After surveying our study area botanists visited sites within to gather ground truth of spurge presence and absence. Upon visiting a site, botanists conducted random walks to gather coordinates of spurge presence and absence using an Emlid RS2 GPS, capable of reporting positions with sub-centimeter accuracy. When a technician encountered a target plant, they would record its position. Technicians also gathered coordinates for spurge absences in this manner. For spurge absence cases, ground truth indicates that no spurge plants were detected in a 0.5 x 0.5m box centered on the coordinates. During the walk technicians gathered data until they acquired 50 presences and 50 absences at each site. We visited a total of 10 sites, sampling in this manner, and accumulated 500 examples per presence/absence class (Fig. 3; left panel). While the majority of sites were geographically separated, two sites overlapped due to weather-related time constraints.

We extracted training images from crops of our orthoimage corresponding to ground truth bounding boxes as well as a larger size (described below) to use in downstream classification. Each instance of ground truth corresponds to 0.5 x 0.5m, or 39 x 39 pixels (Fig. 3; right panel).

4 Benchmarks of Leafy Spurge Classifiers

We evaluated two vision backbone architectures for the image classification task: ResNet50 (He et al.,, 2016) and DINOv2 (Oquab et al.,, 2023). ResNet50 is a widely adopted convolutional neural network, while DINOv2 is a more recent vision transformer-based model. We used pre-trained weights from their respective checkpoints (facebook/DINOv2-base for DINOv2) for initialization. We preprocessed the images by applying the standard ImageNet normalization and resizing to 224x224 pixels. We conducted experiments with two image sizes from the dataset: 39x39 pixels (’crop’ revision) and 1024x1024 pixels (’context’ revision). The intent of training with larger, 1024 pixel images was to explore if broader context around the ground truth could aid classifier performance, as is reported for larger vision transformer models (McKinzie et al.,, 2024). To enhance model generalization and mitigate overfitting, we applied the following data augmentation techniques during training with a probability of 0.5: ColorJitter (brightness=0.8, contrast=0.7, saturation=0, hue=0), RandomHorizontalFlip, RandomVerticalFlip, and RandomRotation (degrees=90).

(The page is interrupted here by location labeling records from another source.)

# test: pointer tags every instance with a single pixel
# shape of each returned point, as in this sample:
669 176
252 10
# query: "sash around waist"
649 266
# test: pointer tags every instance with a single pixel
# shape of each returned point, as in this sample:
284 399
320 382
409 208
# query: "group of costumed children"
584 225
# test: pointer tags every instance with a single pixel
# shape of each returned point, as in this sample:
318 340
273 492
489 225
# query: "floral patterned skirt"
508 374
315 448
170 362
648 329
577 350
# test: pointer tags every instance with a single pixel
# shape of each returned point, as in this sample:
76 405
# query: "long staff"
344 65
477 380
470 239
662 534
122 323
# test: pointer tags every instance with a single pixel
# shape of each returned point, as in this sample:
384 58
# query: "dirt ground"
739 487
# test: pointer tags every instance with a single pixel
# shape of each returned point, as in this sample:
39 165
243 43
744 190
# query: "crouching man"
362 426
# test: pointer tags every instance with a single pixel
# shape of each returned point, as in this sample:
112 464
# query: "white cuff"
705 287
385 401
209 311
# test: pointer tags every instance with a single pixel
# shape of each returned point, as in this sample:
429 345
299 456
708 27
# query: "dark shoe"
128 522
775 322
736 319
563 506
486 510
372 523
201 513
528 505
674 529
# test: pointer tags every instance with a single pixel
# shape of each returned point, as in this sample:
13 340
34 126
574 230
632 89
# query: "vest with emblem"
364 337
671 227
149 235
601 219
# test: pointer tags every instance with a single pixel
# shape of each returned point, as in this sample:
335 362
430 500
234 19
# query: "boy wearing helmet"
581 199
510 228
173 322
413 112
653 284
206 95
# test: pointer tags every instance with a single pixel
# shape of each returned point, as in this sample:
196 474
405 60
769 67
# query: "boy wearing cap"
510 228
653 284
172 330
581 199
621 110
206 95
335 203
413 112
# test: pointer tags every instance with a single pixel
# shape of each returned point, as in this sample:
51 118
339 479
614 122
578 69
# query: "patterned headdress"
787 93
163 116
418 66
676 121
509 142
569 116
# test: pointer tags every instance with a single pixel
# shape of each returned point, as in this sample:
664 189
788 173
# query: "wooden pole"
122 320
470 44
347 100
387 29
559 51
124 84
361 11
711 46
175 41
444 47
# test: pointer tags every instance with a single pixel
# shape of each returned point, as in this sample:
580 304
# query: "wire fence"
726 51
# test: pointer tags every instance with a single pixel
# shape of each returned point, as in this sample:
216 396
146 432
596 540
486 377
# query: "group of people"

We trained the models for 1000 epochs using the AdamW optimizer (Loshchilov and Hutter,, 2019) with a learning rate of 1e-5 for ResNet50 and 2.5e-6 for DINOv2. We employed a batch size of 24 with appropriate random seeding for reproducibility. For each experiment (combination of model and image size, and dataset revision), we used 5 unique seeds to account for variability. For each seed, we split the training set into 80% for training and 20% for validation. We evaluated model performance on both the validation and test sets during training. For our performance metric we calculated the 95% confidence interval of the proportion of correctly classified samples.

5 Results

Architecture	Image Size	Test Accuracy
DINOv2	39x39	0.84 (0.82, 0.86)
ResNet50	39x39	0.83 (0.80, 0.86)
DINOv2	1024x1024	0.74 (0.72, 0.75)
ResNet50	1024x1024	0.66 (0.64, 0.67)

Table 1: Test accuracy of ResNet50 and DINOv2 architectures when trained on 39x39 or 1024x1024 pixel images. We report 95% confidence intervals of accuracy metrics in parentheses.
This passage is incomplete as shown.